Mix: Right to work means freedom for workers

Monday, May 13, 2019
Chris Woodward (OneNewsNow.com)

construction worker using a hammerThe head of a 2.5 million-member public policy organization likes the idea of a national right-to-work policy and is pleased to see a legislative proposal that would do just that.

"We're very excited that Congressman Joe Wilson (R-South Carolina) and 51 other members of Congress got a national right-to-work bill introduced," Mark Mix, president of the National Right to Work Committee, tells OneNewsNow." It's a very simple, one-page bill that doesn't add a single word to federal law. It simply repeals those provisions in federal law that date back to the 1930s that put the federal government in a position where they allow union officials to get workers fired for failure to tender dues or fees to a private organization to work."
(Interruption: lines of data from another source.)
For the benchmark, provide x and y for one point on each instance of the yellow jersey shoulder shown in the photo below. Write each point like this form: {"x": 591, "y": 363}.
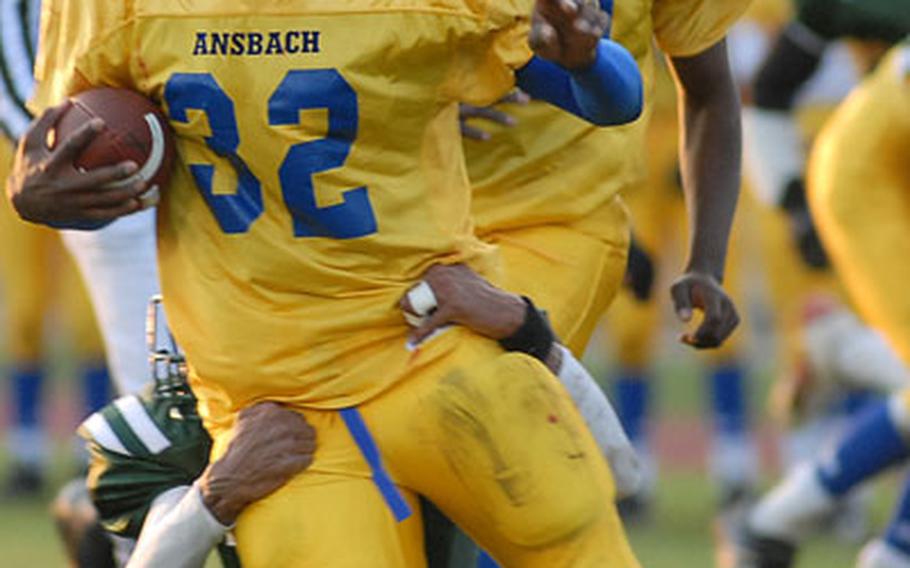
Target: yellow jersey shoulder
{"x": 688, "y": 27}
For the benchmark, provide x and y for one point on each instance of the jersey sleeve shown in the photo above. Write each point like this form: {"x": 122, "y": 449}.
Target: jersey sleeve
{"x": 687, "y": 27}
{"x": 82, "y": 44}
{"x": 489, "y": 55}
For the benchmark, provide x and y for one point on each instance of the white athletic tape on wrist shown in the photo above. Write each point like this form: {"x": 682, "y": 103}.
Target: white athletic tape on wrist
{"x": 422, "y": 299}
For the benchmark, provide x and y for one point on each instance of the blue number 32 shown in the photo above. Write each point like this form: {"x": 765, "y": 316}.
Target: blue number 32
{"x": 300, "y": 90}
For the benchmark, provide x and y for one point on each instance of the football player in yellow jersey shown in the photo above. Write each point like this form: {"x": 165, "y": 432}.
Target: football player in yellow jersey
{"x": 321, "y": 174}
{"x": 858, "y": 193}
{"x": 547, "y": 189}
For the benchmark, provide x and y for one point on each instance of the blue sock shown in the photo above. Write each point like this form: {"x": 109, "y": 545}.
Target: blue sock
{"x": 96, "y": 385}
{"x": 871, "y": 444}
{"x": 484, "y": 560}
{"x": 27, "y": 387}
{"x": 633, "y": 397}
{"x": 898, "y": 532}
{"x": 729, "y": 408}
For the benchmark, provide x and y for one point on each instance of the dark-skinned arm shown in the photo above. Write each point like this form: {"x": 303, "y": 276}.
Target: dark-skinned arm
{"x": 710, "y": 155}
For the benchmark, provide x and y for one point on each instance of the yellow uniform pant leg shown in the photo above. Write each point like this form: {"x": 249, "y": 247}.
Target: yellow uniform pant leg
{"x": 491, "y": 438}
{"x": 330, "y": 516}
{"x": 494, "y": 441}
{"x": 568, "y": 270}
{"x": 860, "y": 197}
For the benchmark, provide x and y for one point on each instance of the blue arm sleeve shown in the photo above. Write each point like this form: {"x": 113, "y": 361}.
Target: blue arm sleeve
{"x": 607, "y": 93}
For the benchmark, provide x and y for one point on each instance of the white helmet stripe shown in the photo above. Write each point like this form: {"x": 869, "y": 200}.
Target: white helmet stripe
{"x": 156, "y": 156}
{"x": 142, "y": 424}
{"x": 102, "y": 433}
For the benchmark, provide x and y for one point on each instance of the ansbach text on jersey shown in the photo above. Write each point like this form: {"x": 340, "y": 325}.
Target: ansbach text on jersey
{"x": 256, "y": 43}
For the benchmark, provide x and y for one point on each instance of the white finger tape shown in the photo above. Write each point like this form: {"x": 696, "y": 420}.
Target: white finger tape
{"x": 413, "y": 321}
{"x": 422, "y": 299}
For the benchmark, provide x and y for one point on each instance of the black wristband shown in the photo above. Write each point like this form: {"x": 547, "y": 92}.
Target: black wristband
{"x": 535, "y": 337}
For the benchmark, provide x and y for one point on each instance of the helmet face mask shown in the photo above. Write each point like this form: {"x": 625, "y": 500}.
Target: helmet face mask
{"x": 125, "y": 477}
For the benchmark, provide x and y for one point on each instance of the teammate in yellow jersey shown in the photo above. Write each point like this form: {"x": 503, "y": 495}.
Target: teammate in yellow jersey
{"x": 858, "y": 192}
{"x": 321, "y": 173}
{"x": 40, "y": 288}
{"x": 547, "y": 189}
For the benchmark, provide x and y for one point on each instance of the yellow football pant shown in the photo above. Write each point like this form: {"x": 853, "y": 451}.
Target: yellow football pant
{"x": 491, "y": 438}
{"x": 571, "y": 271}
{"x": 860, "y": 198}
{"x": 36, "y": 272}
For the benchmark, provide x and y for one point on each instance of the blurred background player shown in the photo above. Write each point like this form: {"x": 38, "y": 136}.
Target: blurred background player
{"x": 547, "y": 186}
{"x": 633, "y": 325}
{"x": 858, "y": 196}
{"x": 41, "y": 293}
{"x": 118, "y": 263}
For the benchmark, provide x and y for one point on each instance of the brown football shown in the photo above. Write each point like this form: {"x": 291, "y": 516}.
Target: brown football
{"x": 134, "y": 129}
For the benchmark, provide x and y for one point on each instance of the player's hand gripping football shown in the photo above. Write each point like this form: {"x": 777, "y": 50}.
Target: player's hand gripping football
{"x": 46, "y": 187}
{"x": 271, "y": 445}
{"x": 567, "y": 31}
{"x": 701, "y": 291}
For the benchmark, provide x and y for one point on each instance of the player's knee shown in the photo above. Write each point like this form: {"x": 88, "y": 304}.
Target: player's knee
{"x": 515, "y": 439}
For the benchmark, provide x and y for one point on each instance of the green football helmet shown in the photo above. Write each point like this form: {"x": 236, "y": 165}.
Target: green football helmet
{"x": 144, "y": 445}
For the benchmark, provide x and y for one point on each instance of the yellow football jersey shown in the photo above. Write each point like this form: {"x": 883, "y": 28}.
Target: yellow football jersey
{"x": 555, "y": 168}
{"x": 320, "y": 172}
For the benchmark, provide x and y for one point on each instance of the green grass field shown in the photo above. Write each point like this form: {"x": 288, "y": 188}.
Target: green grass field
{"x": 679, "y": 534}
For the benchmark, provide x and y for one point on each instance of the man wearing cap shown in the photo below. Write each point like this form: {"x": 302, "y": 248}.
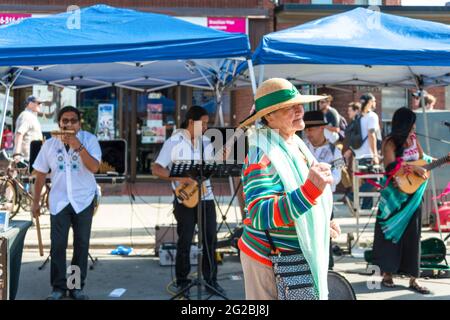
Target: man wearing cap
{"x": 28, "y": 129}
{"x": 323, "y": 150}
{"x": 288, "y": 200}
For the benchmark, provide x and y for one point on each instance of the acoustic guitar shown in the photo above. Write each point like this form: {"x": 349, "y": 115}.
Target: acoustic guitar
{"x": 409, "y": 182}
{"x": 187, "y": 193}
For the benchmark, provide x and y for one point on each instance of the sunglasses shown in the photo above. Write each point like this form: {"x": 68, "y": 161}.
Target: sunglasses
{"x": 72, "y": 120}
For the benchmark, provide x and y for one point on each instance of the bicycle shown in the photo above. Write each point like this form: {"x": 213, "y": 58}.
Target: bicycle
{"x": 15, "y": 186}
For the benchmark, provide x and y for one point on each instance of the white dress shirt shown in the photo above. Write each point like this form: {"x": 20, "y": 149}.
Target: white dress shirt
{"x": 71, "y": 181}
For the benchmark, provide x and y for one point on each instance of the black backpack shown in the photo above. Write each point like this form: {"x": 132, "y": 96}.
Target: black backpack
{"x": 353, "y": 134}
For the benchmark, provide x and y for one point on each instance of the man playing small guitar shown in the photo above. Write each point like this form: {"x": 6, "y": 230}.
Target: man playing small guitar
{"x": 185, "y": 144}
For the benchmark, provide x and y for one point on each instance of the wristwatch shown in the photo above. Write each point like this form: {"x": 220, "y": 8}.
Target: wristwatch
{"x": 79, "y": 149}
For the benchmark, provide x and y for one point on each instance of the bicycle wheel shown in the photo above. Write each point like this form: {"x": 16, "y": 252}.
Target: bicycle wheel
{"x": 9, "y": 198}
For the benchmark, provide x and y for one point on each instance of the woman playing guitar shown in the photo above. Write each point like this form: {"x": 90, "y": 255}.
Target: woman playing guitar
{"x": 396, "y": 247}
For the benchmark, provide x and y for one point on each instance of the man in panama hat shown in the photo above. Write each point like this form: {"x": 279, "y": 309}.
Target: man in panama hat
{"x": 287, "y": 197}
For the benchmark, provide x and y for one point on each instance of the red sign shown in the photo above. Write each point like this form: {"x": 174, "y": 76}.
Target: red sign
{"x": 235, "y": 25}
{"x": 6, "y": 18}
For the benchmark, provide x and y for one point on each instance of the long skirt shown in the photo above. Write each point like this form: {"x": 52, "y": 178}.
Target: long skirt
{"x": 402, "y": 257}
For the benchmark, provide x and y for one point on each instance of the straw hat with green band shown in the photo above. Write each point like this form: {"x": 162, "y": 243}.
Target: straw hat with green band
{"x": 275, "y": 94}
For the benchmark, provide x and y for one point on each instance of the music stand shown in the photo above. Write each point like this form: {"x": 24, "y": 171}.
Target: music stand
{"x": 199, "y": 171}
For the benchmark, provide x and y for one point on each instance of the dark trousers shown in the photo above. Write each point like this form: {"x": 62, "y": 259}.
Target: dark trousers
{"x": 186, "y": 220}
{"x": 60, "y": 225}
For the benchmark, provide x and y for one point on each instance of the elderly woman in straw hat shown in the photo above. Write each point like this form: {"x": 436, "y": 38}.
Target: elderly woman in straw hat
{"x": 287, "y": 198}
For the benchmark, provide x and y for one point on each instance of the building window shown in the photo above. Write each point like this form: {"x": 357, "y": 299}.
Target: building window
{"x": 369, "y": 2}
{"x": 207, "y": 100}
{"x": 447, "y": 98}
{"x": 391, "y": 100}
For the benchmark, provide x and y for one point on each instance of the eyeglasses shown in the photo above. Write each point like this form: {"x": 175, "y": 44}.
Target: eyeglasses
{"x": 72, "y": 120}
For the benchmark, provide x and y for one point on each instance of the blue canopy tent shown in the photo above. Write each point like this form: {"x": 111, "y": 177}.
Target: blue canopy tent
{"x": 102, "y": 46}
{"x": 358, "y": 47}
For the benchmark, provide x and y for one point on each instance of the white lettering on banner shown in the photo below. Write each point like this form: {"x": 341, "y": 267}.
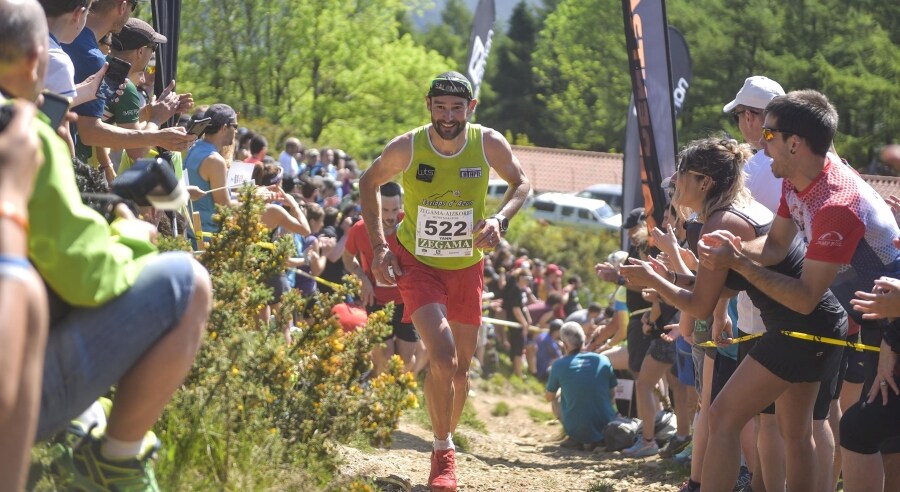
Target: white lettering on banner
{"x": 480, "y": 52}
{"x": 639, "y": 36}
{"x": 443, "y": 232}
{"x": 624, "y": 389}
{"x": 238, "y": 173}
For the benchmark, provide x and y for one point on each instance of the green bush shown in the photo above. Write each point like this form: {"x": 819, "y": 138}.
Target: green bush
{"x": 576, "y": 250}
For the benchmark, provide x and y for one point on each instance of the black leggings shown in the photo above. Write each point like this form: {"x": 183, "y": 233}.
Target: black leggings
{"x": 866, "y": 426}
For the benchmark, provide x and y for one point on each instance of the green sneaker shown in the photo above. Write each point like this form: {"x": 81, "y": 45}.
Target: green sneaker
{"x": 85, "y": 469}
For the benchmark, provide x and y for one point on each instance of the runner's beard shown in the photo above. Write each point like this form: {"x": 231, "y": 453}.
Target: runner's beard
{"x": 445, "y": 132}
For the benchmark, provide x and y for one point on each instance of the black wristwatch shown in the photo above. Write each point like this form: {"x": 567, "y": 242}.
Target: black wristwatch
{"x": 504, "y": 222}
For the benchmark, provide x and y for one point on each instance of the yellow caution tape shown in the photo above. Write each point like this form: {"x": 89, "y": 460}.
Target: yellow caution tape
{"x": 832, "y": 341}
{"x": 744, "y": 338}
{"x": 263, "y": 244}
{"x": 317, "y": 279}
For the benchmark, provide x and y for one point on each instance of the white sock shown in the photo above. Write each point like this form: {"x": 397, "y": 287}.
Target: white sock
{"x": 442, "y": 444}
{"x": 115, "y": 449}
{"x": 93, "y": 415}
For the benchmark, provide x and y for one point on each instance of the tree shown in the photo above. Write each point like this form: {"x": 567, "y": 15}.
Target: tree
{"x": 513, "y": 104}
{"x": 318, "y": 66}
{"x": 581, "y": 65}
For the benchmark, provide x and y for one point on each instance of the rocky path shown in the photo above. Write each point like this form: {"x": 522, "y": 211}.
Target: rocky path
{"x": 514, "y": 453}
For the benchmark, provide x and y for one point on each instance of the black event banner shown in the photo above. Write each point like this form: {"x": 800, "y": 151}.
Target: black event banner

The National Right-to-Work Act (HR 2571) has been introduced in previous years, but the current language is the companion measure to a bill Senator Rand Paul (R-Kentucky) introduced in February.

"HR 2571 probably has an uphill fight in the U.S. House of Representatives, but we believe it's important that the American people see the difference between a policy that offers individual freedom to workers and those policies being promulgated by others on Capitol Hill … the House of Representatives specifically, that will give union officials more power over workers."


Senator and 2020 presidential candidate Kamala Harris (D-California) has called for a ban on right-to-work laws.

"The barriers to organized labor -- being able to organize and strike -- are something that have grown over a period of time, and we need to address that," Harris told organizers and union members in Las Vegas last month.

Nevada is a right-to-work state, but many workers in Las Vegas are unionized.

"We need to address that through legislation, but also through the bully pulpit that comes with the president of the United States, to speak up about the need and the right that workers have to be able to organize and to fight for their rights." Harris continued.

Mix believes Harris and other candidates are trying to win union endorsements. 

"This is all about next February and Iowa and New Hampshire and South Carolina and moving through that process and getting positioned with big labor bosses," the Committee president submits. "Getting in their favor is something that Joe Biden wants to do, that Elizabeth Warren wants to do, that Bernie Sanders has certainly done already, and now Harris is in the game as well."

Still, AFL-CIO has argued for years that "Right to Work" deceives working people and amounts to less pay, fewer benefits, and unsafe work conditions. Mix, however, says that is not true and adds that workers in right-to-work states actually have more disposable income.